关键词: Accidental hypothermia Case report Intraoperative Transurethral resection of prostate Ventricular tachycardia

来  源:   DOI:10.1016/j.heliyon.2023.e19006   PDF(Pubmed)

Abstract:
UNASSIGNED: Intraoperative hypothermia is a common but severe condition that is defined as a core body temperature below 36 °C. Accidental hypothermia can produce coagulopathy, immunosuppression and peripheral hypoperfusion that can ultimately lead to life-threatening ventricular arrhythmias and vital organ injury, and it is significantly associated with perioperative complications and mortality.

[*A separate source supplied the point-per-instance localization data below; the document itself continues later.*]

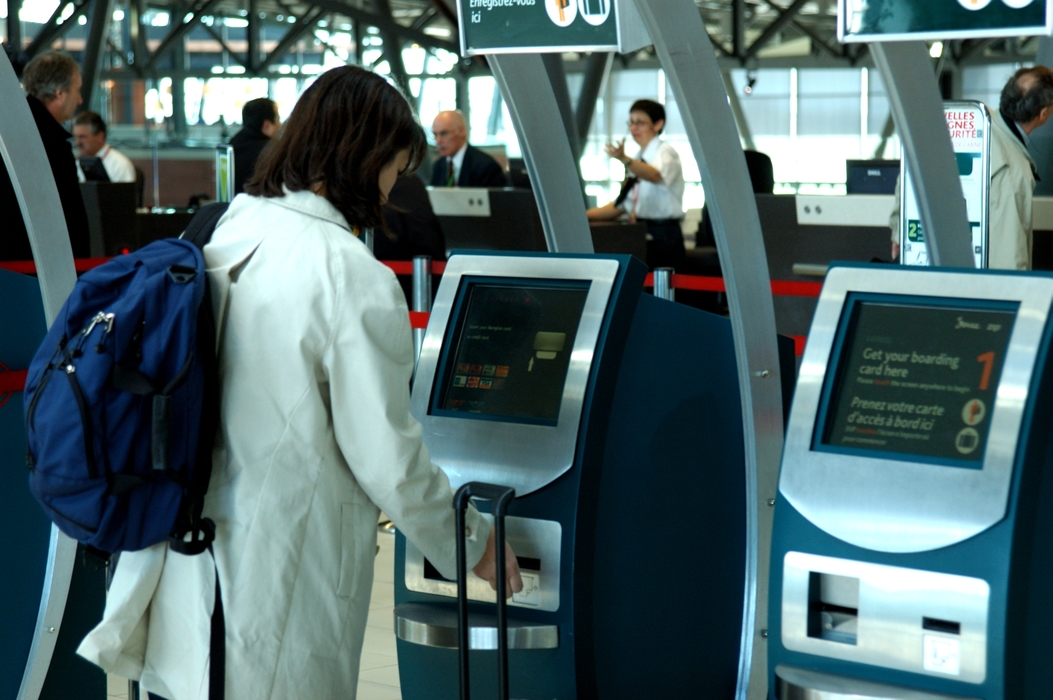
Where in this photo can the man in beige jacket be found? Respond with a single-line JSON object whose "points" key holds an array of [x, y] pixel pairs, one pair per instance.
{"points": [[1026, 103]]}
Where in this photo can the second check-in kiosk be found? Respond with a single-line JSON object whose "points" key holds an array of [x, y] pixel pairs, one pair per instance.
{"points": [[913, 543], [616, 418]]}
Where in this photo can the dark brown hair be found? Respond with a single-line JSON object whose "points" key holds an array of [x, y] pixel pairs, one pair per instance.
{"points": [[652, 110], [343, 130], [92, 120]]}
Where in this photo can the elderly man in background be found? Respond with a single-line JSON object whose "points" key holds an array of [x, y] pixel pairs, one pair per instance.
{"points": [[52, 82], [90, 135], [259, 123], [461, 165]]}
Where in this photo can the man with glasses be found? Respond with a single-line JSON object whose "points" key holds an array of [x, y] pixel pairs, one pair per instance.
{"points": [[52, 82], [653, 191], [460, 164]]}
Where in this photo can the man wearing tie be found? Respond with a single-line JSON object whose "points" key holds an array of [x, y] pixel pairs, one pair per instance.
{"points": [[460, 164]]}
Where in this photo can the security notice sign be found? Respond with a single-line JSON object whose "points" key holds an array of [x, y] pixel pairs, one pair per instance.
{"points": [[517, 26], [899, 20], [969, 124]]}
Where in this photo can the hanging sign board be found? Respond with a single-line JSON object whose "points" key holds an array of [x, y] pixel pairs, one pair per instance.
{"points": [[969, 124], [901, 20], [224, 173], [521, 26]]}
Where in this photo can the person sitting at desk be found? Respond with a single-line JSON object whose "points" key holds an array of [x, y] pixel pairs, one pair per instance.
{"points": [[653, 191], [90, 135], [461, 165]]}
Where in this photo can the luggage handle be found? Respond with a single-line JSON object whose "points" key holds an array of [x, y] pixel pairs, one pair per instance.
{"points": [[502, 497]]}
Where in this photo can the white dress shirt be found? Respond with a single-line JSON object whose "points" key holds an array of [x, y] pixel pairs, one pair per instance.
{"points": [[458, 160], [117, 165]]}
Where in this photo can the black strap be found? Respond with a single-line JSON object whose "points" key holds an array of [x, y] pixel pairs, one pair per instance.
{"points": [[201, 226], [217, 645], [628, 185], [125, 379]]}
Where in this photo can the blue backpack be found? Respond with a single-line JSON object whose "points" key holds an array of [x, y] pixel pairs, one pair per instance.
{"points": [[121, 401]]}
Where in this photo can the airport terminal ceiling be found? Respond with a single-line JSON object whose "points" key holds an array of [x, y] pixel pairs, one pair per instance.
{"points": [[275, 38]]}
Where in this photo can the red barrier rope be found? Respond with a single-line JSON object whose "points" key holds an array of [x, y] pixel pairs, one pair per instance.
{"points": [[30, 267], [13, 381], [419, 319]]}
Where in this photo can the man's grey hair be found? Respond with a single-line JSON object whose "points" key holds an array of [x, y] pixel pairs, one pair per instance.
{"points": [[1027, 94], [46, 74]]}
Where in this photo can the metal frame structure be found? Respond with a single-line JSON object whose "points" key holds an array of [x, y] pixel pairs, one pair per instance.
{"points": [[741, 32]]}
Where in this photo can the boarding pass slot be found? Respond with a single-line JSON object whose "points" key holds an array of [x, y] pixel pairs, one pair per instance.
{"points": [[924, 622]]}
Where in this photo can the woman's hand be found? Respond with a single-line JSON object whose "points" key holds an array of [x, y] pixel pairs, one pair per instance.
{"points": [[487, 568], [616, 151]]}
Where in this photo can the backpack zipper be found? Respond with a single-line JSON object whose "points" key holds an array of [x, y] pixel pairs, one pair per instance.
{"points": [[85, 419], [32, 412]]}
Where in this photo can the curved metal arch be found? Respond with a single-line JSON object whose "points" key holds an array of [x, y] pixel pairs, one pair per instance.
{"points": [[683, 47], [38, 198]]}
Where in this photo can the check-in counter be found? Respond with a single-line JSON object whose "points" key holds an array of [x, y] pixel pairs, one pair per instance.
{"points": [[1041, 254], [507, 219]]}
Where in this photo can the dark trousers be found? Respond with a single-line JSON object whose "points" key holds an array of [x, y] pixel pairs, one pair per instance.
{"points": [[666, 246]]}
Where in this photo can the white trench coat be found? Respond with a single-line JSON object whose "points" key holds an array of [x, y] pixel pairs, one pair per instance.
{"points": [[315, 363]]}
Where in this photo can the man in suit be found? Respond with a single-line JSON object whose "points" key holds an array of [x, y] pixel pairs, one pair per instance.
{"points": [[460, 164], [52, 82]]}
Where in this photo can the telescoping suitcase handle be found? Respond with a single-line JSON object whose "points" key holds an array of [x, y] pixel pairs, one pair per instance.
{"points": [[501, 497]]}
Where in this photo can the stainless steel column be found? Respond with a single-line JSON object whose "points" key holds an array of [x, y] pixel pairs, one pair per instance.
{"points": [[421, 298], [918, 111], [38, 198], [686, 53], [525, 87], [663, 283]]}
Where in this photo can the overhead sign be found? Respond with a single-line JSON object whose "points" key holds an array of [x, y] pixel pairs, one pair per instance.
{"points": [[520, 26], [969, 125], [899, 20]]}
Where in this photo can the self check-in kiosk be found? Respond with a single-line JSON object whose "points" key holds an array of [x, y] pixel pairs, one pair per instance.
{"points": [[913, 545], [616, 417]]}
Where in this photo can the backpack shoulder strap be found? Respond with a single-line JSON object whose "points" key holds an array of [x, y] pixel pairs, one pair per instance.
{"points": [[201, 226]]}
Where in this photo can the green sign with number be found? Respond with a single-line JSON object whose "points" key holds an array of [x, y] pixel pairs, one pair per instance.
{"points": [[897, 20], [507, 26]]}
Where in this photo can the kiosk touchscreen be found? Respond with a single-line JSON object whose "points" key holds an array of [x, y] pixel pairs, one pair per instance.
{"points": [[609, 412], [913, 548]]}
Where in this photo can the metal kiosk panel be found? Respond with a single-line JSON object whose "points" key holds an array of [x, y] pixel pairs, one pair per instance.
{"points": [[912, 548], [524, 456]]}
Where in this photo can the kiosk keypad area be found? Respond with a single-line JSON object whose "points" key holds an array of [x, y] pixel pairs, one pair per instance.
{"points": [[911, 554], [602, 406]]}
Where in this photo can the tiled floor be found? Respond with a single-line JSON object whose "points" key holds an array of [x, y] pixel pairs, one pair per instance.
{"points": [[378, 679]]}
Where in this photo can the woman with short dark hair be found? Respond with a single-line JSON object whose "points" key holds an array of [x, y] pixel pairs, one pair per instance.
{"points": [[653, 191], [315, 360]]}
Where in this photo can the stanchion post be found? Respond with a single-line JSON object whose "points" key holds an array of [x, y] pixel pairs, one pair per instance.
{"points": [[663, 283], [421, 297]]}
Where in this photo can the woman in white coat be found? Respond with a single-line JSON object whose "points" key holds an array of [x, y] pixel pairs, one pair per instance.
{"points": [[315, 361]]}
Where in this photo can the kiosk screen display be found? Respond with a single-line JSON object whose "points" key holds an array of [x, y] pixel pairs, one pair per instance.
{"points": [[512, 352], [918, 380]]}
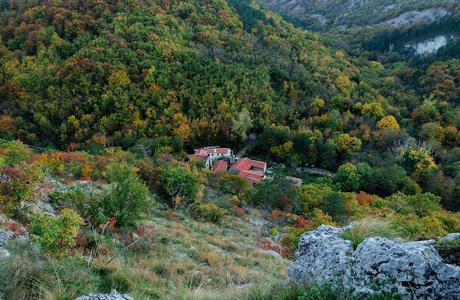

UNASSIGNED: We report the case of an 82-year-old man who presented with persistent ventricular tachycardia intraoperatively due to accidental hypothermia. The patient was diagnosed with benign prostatic hypertrophy and scheduled for transurethral resection of the prostate. Laboratory tests showed moderate anemia, and echocardiography indicated mild tricuspid and mitral regurgitation. The patient received general anesthesia with endotracheal intubation. Four hours after the start of surgery, the patient developed sudden ventricular tachycardia with severe hypotension. Arterial blood gas sampling indicated that there was no disturbance of electrolytes, acid-base balance or excessive bleeding. The rectal temperature was measured immediately, and the core temperature was 32 °C. The patient received antiarrhythmic therapy and rewarming measures. No additional ventricular arrhythmias appeared after the core temperature rose to 35 °C and the blood pressure returned to normal. The patient was transferred to the intensive care unit after surgery for further observation and was moved to the general ward the next day. He was discharged 4 days later without significant organ damage.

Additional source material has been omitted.